Dobson and Crow rolled out again...as Government targets social tenants earning £60,000
Published by 24publishing for 24dash.com in Housing and also in Central Government, Communities, Local Government
Dobson and Crow rolled out...again as Government targets tenants earning £60,000
The Government is set to launch a consultation on its so-called 'pay to stay' model where couples in both council and housing association homes earning more than £60,000 will be asked to pay higher rents.
Ministers want to plough the income raised through the measure back into new supply.
Previously, the Government suggested an income limit of £100,000. However, reports over the weekend say that such a cap "would affect only around 6,000 households", and add that ministers are now looking at "a lower limit for next month’s consultation".

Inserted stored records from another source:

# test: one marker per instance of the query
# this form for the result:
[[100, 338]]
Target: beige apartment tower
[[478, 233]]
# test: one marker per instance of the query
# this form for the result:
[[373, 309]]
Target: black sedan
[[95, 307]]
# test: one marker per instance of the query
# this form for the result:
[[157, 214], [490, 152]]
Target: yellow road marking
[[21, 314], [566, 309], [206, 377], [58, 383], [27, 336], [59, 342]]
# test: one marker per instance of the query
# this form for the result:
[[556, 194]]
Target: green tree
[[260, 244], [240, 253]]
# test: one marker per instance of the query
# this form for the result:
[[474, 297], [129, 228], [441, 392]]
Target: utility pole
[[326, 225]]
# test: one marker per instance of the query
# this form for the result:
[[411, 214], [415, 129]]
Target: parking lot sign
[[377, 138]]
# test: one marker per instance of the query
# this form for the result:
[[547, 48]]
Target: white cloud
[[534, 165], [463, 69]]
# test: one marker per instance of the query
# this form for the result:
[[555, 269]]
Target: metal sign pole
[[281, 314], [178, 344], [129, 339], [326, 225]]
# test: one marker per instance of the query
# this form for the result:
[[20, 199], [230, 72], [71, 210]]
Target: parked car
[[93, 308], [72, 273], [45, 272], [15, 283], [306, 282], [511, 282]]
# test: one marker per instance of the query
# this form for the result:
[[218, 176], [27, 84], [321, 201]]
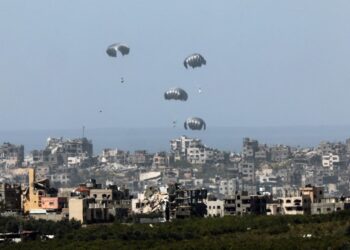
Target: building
[[35, 191], [10, 197], [328, 160], [12, 155], [215, 208], [179, 146]]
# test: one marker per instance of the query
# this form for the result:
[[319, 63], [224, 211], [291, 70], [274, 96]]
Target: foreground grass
[[250, 232]]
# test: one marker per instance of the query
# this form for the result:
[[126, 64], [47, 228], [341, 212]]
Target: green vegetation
[[250, 232]]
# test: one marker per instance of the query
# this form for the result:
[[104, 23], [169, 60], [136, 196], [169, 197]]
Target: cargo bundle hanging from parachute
[[195, 60], [113, 49], [176, 94], [195, 123]]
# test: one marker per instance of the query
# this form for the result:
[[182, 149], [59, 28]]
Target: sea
[[158, 139]]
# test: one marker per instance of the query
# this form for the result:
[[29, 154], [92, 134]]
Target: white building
[[329, 159], [228, 187], [215, 208]]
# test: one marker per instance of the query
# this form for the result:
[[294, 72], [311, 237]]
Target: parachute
[[114, 48], [195, 60], [176, 94], [195, 123]]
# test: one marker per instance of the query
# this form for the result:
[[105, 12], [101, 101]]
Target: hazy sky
[[269, 62]]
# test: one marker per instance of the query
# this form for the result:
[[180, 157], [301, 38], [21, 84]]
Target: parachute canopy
[[114, 48], [176, 94], [194, 60], [195, 123]]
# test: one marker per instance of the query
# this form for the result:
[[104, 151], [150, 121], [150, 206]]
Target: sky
[[269, 63]]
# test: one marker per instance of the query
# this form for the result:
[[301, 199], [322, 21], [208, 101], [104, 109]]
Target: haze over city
[[174, 124]]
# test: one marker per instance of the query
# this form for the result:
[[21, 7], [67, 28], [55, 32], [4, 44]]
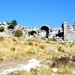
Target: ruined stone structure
[[66, 33]]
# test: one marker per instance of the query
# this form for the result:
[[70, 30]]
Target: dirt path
[[12, 64]]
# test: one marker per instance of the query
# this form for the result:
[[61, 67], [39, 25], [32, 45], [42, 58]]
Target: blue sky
[[34, 13]]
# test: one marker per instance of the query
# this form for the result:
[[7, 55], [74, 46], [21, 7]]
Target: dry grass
[[15, 48]]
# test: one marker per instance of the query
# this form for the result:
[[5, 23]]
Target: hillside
[[21, 48]]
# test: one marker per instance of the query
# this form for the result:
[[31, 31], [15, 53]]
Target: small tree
[[18, 33], [14, 22]]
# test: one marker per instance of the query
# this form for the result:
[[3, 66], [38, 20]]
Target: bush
[[11, 27], [1, 29], [18, 33], [14, 22]]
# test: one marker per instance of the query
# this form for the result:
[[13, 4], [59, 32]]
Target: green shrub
[[1, 29], [18, 33], [30, 43]]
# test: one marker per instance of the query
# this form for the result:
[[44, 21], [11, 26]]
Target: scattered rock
[[55, 69]]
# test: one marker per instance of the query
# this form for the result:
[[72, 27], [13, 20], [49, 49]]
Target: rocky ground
[[16, 52]]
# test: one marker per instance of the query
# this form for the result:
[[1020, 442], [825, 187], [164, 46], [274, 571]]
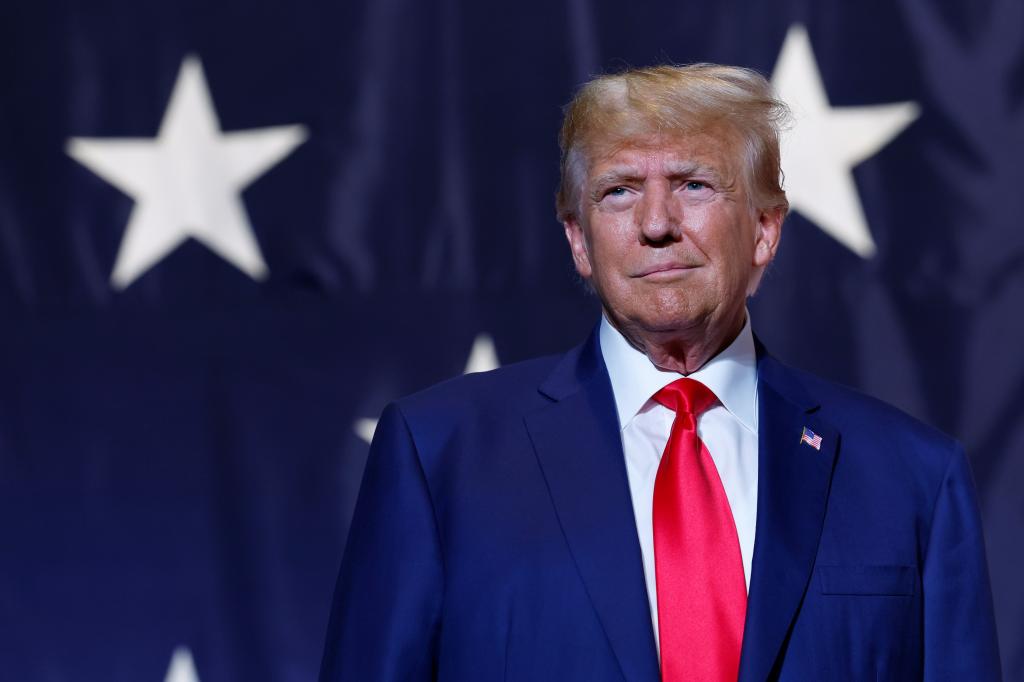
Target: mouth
[[665, 271]]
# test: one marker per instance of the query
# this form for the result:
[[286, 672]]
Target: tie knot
[[687, 395]]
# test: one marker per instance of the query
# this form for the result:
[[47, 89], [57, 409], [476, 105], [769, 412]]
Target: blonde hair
[[669, 100]]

The reports, once again, highlight both union leader Bob Crow and Frank Dobson, the Labour MP, who have both been criticised for living in 'subsidised housing' despite reportedly earning more than £100,000 a year.
Reports suggest the lower £60,000 threshold would affect 34,000 households and government officials believe it could raise £21.6m a year.
It's understood Conservative strategists have identified perceived abuse of social housing as a "key issue among working class voters", and are hoping the lower £60,000 cap will "trigger a political row similar to that over cuts in welfare benefits".
Last week Hammersmith and Fulham Council said it was rolling out plans that would see couples earning over £40,000 a year in social housing pay higher rents.